É uma coisa desagradável de se falar, mas faz parte da vida, de militares e civis.
É aquela coisa que não acontece só aos outros.
Pela minha parte, tenho dois "ficheiros" sobre ela: um civil, outro militar.
A morte, a que presenciei, não é como nos contam nos livros policiais ou em romances, ou nos filmes.
Do "meu ficheiro civil":
> adormeceu, sofrido, mais frágil que um cristal fininho do século XIX, não acordou, o rosto
continuava de manhã fechado, os lábios entreabertos.
> prostrado, cuidados intensivos, cabeça entrapada, o horrível som entre o rouco e soprado que
saía dos lábios, estado para lá do vegetal horrível de testemunhar, resistiu pouco mais que 48 horas.
> escanzelado, metendo-lhe para dentro líquidos verde escuro e soros, durou 8 meses e 8 dias.
Guardo bem na memória o que vi.
Do "meu ficheiro militar":
> 2340h, 19 Maio, 1973, rio Cacheu, chegou repentino, por bombordo, vindo da margem, de
dentro do "tarrafo", causou um pandemónio a bordo, alguns feridos, um ferido muito grave que
veio a falecer; podiam ter morrido vários homens, eu, o meu amigo e estimado comandante, e
mais alguns dos que estavam no exterior do navio. Aqui, a morte chegou a um, rondou vários, as
coisas ficaram assim, porque tinha de ser assim. Neste caso, o morto, um comando africano
que estava no exterior, gravemente ferido em todo o corpo porque a explosão aconteceu quase
em cima dele. Faleceu horas depois do sucedido e socorrido pelo enfermeiro, que o deixou
quase como uma múmia e bem anestesiado, por razões óbvias. Não faleceu como nos filmes.
> 1980, salvo erro, a Sul do Algarve, desembarcámos um sargento falecido subitamente a bordo.
Um cenário que não se esquece, designadamente a passagem dos restos mortais para fora do navio.

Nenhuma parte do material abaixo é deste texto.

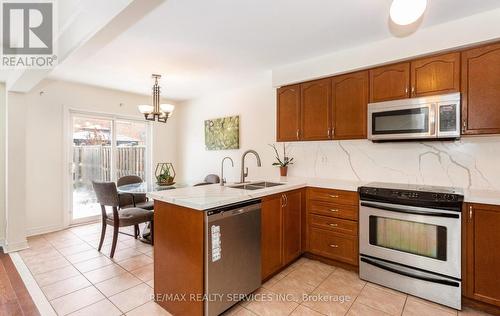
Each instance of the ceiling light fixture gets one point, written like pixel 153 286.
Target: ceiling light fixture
pixel 404 12
pixel 156 112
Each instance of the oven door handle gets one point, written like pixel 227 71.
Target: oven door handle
pixel 410 275
pixel 400 210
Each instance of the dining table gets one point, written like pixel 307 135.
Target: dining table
pixel 144 188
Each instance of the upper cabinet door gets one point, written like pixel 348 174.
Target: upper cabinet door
pixel 390 82
pixel 435 75
pixel 288 113
pixel 350 103
pixel 481 90
pixel 316 103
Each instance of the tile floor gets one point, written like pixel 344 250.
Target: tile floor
pixel 79 280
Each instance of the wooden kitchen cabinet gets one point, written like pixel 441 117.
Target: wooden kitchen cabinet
pixel 281 230
pixel 482 259
pixel 271 234
pixel 435 75
pixel 390 82
pixel 292 214
pixel 288 113
pixel 481 90
pixel 315 110
pixel 333 224
pixel 349 105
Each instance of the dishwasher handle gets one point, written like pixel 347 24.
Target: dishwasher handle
pixel 233 210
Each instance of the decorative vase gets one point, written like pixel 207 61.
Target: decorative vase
pixel 165 174
pixel 283 171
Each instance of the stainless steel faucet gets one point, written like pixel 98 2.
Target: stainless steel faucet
pixel 222 180
pixel 244 171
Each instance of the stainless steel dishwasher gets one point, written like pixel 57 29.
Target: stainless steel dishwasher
pixel 232 255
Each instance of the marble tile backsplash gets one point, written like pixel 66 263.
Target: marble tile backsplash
pixel 471 162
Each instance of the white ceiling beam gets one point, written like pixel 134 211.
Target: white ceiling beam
pixel 88 26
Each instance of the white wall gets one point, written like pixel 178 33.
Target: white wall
pixel 15 237
pixel 462 32
pixel 471 162
pixel 44 142
pixel 3 129
pixel 255 104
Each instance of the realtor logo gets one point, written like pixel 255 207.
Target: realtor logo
pixel 28 34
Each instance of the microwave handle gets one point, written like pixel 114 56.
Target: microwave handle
pixel 432 119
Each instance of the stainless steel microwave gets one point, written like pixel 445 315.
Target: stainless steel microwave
pixel 416 118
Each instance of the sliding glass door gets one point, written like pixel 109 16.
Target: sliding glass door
pixel 104 149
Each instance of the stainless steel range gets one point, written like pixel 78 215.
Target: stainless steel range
pixel 410 240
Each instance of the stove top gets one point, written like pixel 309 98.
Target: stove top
pixel 413 194
pixel 415 187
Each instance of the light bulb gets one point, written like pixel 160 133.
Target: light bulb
pixel 404 12
pixel 145 108
pixel 167 108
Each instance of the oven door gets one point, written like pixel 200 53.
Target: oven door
pixel 386 121
pixel 421 238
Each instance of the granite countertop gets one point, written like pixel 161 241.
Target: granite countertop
pixel 211 196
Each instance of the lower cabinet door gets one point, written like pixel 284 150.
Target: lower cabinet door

Guardo bem na memória o que vi.
Porque me lembrei disto tudo, da morte de familiares e de militares?
Porque hoje, outra vez, um massacre em Paris.
A confirmação só daqui a várias horas mas, aparentemente, dezenas de mortos, dezenas de
feridos. Agora não houve provocações cartoonistas.
A realidade é que foram assassinadas dezenas de pessoas.
Para quando, a nível geral, colocar os pés na terra?